# Can someone explain this question using a FBD?

## Mar 25, 2016

Acceleration $a = - 5404.593 m {s}^{-} 2$ rounded to three decimal places. $- v e$ sign shows that it is retardation.

Force $f = 783.666 N$ rounded to three decimal places.

#### Explanation:

To simplify the problem we need to make the following assumptions: (Presume if these are understood, FBD may not be needed)

1. During the process of bringing the baseball to rest by Brandon, acceleration due to gravity $g$ plays negligible role. Hence it has been ignored.
2. The direction of motion of the ball and the direction in which force is applied by Brandon along the same line of action and therefore, full force is utilized in stopping the ball.
3. It is assumed that distance of recoil of hand is the distance moved by the baseball-hand system after the ball is captured.
4. This is the distance through which the ball comes to stop from initial velocity of $38.2 m {s}^{-} 1$ the moment the hand touched it first.
5. The force applied by the hand of player is such that constant retardation is produced during this distance.

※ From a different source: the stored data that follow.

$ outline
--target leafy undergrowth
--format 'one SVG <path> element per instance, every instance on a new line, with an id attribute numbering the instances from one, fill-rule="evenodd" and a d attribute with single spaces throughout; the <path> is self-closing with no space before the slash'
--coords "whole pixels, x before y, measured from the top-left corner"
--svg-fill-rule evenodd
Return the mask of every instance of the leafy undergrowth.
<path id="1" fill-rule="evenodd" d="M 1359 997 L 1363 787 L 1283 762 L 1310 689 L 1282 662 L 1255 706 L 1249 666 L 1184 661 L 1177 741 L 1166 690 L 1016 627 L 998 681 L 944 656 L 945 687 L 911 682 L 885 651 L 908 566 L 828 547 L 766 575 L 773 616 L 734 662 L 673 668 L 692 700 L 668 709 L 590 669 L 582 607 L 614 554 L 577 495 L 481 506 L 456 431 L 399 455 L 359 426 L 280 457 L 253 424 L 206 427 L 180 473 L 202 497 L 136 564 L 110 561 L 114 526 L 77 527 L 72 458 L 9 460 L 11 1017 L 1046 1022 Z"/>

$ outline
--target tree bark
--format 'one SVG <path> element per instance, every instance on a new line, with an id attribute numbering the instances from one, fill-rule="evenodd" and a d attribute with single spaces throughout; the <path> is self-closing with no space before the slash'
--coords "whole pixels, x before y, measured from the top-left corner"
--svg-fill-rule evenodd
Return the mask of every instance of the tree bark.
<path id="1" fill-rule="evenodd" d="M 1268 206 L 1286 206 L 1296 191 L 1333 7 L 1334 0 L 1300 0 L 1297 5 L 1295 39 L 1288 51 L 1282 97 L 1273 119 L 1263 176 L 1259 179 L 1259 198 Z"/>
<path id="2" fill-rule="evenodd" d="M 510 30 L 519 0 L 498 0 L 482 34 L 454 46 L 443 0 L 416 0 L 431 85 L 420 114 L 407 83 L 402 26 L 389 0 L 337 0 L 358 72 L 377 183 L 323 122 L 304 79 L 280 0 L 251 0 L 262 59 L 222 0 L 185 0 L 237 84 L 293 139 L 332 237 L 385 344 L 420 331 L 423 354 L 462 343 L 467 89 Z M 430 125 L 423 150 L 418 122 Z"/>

(a) We know that that for constant acceleration $a$

${v}^{2} - {u}^{2} = 2 a s$
Where various symbols have meaning well known to us.
Inserting given values

${0}^{2} - {\left(38.2\right)}^{2} = 2 \times a \times 0.135$, solving for $a$
$a = - 5404.593 m {s}^{-} 2$ rounded to three decimal places. Negative sign shows that direction of acceleration is opposite to the direction of motion.
(b) Force $f = m \times a$
$\therefore f = 0.145 \times 5404.593 = 783.666 N$ rounded to three decimal places.